MMTM: Multi-Tasking Multi-Decoder Transformer for Math Word Problems
This addresses the challenge of improving mathematical reasoning and generalizability in AI systems for educational or automated problem-solving applications, representing a strong specific gain rather than a broad paradigm shift.
The paper tackled the problem of poor performance of existing neural architectures on the adversarial math word problem dataset SVAMP by introducing MMTM, a multi-tasking multi-decoder transformer model, which achieved a 19.4% relative improvement over state-of-the-art baselines.
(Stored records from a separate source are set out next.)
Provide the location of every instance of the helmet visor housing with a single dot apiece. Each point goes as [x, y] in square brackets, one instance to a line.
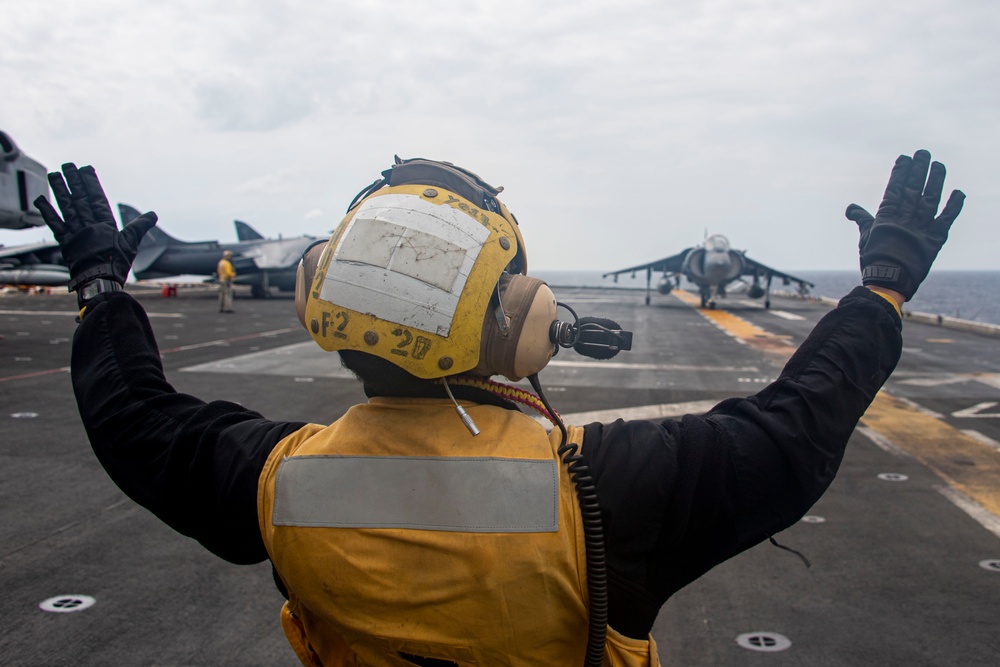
[408, 276]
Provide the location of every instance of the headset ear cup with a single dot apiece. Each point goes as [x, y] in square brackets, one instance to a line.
[530, 309]
[534, 346]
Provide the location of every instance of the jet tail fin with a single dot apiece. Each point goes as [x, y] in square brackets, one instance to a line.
[155, 236]
[245, 232]
[127, 213]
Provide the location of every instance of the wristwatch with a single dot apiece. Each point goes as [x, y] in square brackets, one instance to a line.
[92, 288]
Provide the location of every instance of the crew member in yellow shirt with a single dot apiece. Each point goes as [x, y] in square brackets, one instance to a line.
[226, 274]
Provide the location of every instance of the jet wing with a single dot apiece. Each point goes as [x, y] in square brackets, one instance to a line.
[753, 267]
[274, 255]
[33, 264]
[670, 264]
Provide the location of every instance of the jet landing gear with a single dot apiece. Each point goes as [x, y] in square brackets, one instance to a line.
[261, 290]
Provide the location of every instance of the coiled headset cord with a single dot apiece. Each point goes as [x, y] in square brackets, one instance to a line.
[593, 535]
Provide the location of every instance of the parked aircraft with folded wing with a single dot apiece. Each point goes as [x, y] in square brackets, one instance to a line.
[712, 266]
[22, 180]
[260, 263]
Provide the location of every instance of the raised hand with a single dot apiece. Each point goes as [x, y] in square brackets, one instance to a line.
[899, 244]
[87, 234]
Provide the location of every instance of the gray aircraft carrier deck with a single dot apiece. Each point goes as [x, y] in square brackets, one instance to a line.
[905, 547]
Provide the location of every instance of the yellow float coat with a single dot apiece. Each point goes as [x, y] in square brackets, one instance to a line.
[372, 584]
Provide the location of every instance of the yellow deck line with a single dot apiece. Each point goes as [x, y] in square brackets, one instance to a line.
[963, 462]
[738, 328]
[960, 460]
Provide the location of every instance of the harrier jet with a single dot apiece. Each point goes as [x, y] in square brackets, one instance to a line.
[712, 266]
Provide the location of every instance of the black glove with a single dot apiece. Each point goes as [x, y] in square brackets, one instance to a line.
[87, 233]
[900, 243]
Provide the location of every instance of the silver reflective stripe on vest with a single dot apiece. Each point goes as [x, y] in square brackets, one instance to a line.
[472, 495]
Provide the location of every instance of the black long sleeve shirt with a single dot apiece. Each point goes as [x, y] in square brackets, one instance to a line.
[677, 496]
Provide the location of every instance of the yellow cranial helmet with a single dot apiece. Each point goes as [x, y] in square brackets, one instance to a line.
[427, 271]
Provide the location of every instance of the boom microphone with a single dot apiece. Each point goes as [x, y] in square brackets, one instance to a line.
[594, 337]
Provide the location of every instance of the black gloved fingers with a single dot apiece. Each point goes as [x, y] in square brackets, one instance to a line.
[96, 198]
[931, 198]
[135, 230]
[78, 191]
[65, 200]
[952, 208]
[51, 218]
[863, 218]
[894, 188]
[914, 189]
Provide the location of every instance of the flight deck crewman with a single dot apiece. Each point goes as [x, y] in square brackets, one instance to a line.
[404, 533]
[226, 274]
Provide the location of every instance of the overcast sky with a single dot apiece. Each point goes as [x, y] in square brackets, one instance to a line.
[621, 130]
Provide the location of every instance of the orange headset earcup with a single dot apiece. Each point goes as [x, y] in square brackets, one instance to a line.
[525, 348]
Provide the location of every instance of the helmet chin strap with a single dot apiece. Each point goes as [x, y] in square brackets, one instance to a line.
[463, 415]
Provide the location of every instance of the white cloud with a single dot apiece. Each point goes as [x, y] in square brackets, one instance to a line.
[760, 119]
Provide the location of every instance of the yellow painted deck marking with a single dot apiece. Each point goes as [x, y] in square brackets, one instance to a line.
[740, 329]
[960, 460]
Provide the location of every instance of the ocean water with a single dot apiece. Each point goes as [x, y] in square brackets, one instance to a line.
[967, 295]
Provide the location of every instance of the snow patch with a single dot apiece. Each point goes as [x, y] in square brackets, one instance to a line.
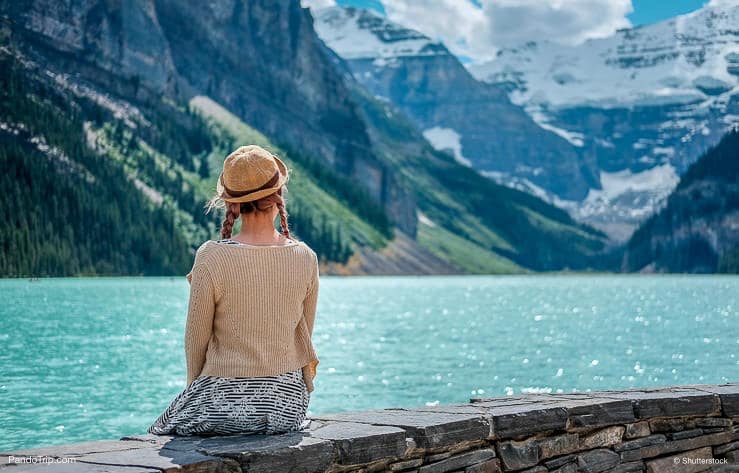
[446, 139]
[661, 178]
[678, 61]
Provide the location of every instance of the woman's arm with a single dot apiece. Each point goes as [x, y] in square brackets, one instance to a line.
[309, 315]
[311, 300]
[200, 312]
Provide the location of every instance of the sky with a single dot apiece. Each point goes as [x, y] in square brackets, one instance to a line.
[475, 30]
[645, 11]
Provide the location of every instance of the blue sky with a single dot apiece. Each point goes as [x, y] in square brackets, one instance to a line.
[645, 11]
[652, 11]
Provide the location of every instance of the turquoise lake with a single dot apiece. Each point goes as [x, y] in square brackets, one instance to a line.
[88, 359]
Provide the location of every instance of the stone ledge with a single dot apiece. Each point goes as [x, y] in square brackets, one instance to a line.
[634, 430]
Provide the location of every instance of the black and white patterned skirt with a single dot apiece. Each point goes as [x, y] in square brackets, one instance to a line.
[213, 405]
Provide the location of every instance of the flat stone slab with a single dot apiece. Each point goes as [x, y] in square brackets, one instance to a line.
[71, 468]
[614, 431]
[362, 443]
[727, 393]
[294, 451]
[523, 420]
[427, 429]
[668, 402]
[79, 449]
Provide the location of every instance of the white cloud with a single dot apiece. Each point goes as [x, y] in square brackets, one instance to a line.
[317, 3]
[477, 30]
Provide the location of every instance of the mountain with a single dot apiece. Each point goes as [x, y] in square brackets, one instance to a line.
[698, 230]
[157, 93]
[473, 120]
[640, 106]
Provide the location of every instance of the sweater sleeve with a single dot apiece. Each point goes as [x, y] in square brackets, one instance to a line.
[309, 315]
[311, 301]
[200, 313]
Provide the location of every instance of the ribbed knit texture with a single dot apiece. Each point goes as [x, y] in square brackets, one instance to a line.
[251, 311]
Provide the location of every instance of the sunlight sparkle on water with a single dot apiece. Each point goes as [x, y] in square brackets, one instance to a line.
[101, 358]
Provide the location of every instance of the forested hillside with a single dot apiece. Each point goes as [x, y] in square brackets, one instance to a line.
[698, 230]
[133, 111]
[95, 186]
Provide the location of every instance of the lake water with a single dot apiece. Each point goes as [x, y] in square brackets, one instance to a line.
[87, 359]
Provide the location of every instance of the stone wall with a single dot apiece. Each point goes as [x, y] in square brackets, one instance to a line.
[678, 429]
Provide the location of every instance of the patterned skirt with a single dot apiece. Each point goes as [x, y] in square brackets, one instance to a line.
[213, 405]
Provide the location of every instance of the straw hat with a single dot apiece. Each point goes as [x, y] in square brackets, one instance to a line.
[250, 173]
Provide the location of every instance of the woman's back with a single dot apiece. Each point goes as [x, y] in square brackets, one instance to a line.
[262, 300]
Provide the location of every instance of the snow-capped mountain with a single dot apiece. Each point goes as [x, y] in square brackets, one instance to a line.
[474, 121]
[643, 104]
[616, 120]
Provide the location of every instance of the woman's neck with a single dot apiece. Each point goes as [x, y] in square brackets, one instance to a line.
[258, 232]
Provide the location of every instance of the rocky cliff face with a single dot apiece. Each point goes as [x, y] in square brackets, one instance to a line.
[260, 58]
[473, 120]
[262, 61]
[698, 230]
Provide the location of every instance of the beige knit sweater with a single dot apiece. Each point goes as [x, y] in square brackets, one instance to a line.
[251, 311]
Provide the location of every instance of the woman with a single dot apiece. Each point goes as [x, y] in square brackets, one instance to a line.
[250, 359]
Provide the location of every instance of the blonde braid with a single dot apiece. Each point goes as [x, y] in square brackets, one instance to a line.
[228, 223]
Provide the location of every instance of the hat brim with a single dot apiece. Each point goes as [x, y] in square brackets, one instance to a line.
[256, 195]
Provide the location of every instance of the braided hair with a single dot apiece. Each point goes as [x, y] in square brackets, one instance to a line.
[260, 205]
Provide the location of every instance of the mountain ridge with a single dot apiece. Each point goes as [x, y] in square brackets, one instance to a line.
[621, 161]
[98, 49]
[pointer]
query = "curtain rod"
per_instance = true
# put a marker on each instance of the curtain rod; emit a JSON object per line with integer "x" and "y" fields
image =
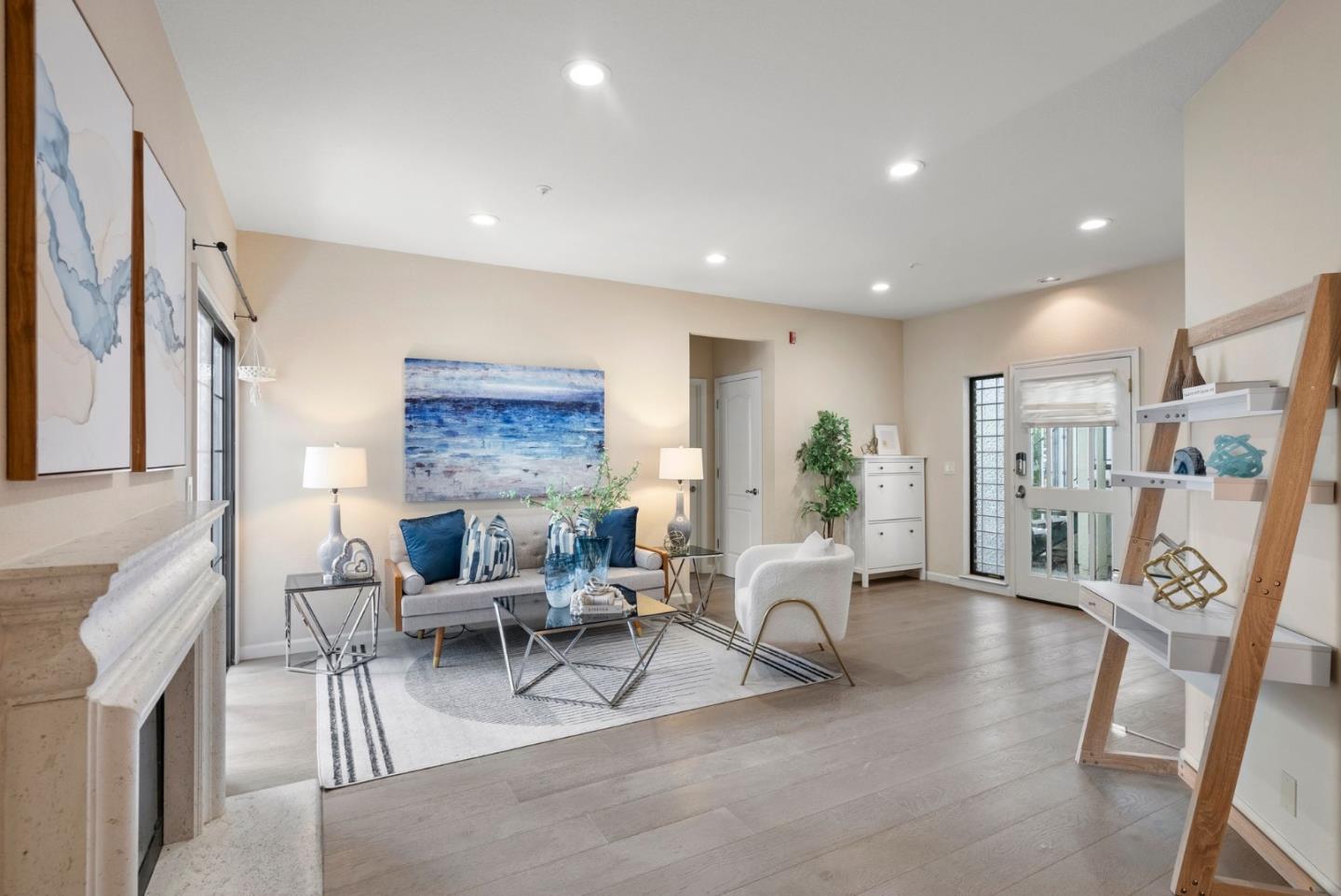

Recently, quite a few novel neural architectures were derived to solve math word problems by predicting expression trees. These architectures varied from seq2seq models, including encoders leveraging graph relationships combined with tree decoders. These models achieve good performance on various MWPs datasets but perform poorly when applied to an adversarial challenge dataset, SVAMP. We present a novel model MMTM that leverages multi-tasking and multi-decoder during pre-training. It creates variant tasks by deriving labels using pre-order, in-order and post-order traversal of expression trees, and uses task-specific decoders in a multi-tasking framework. We leverage transformer architectures with lower dimensionality and initialize weights from RoBERTa model. MMTM model achieves better mathematical reasoning ability and generalisability, which we demonstrate by outperforming the best state of the art baseline models from Seq2Seq, GTS, and Graph2Tree with a relative improvement of 19.4% on an adversarial challenge dataset SVAMP.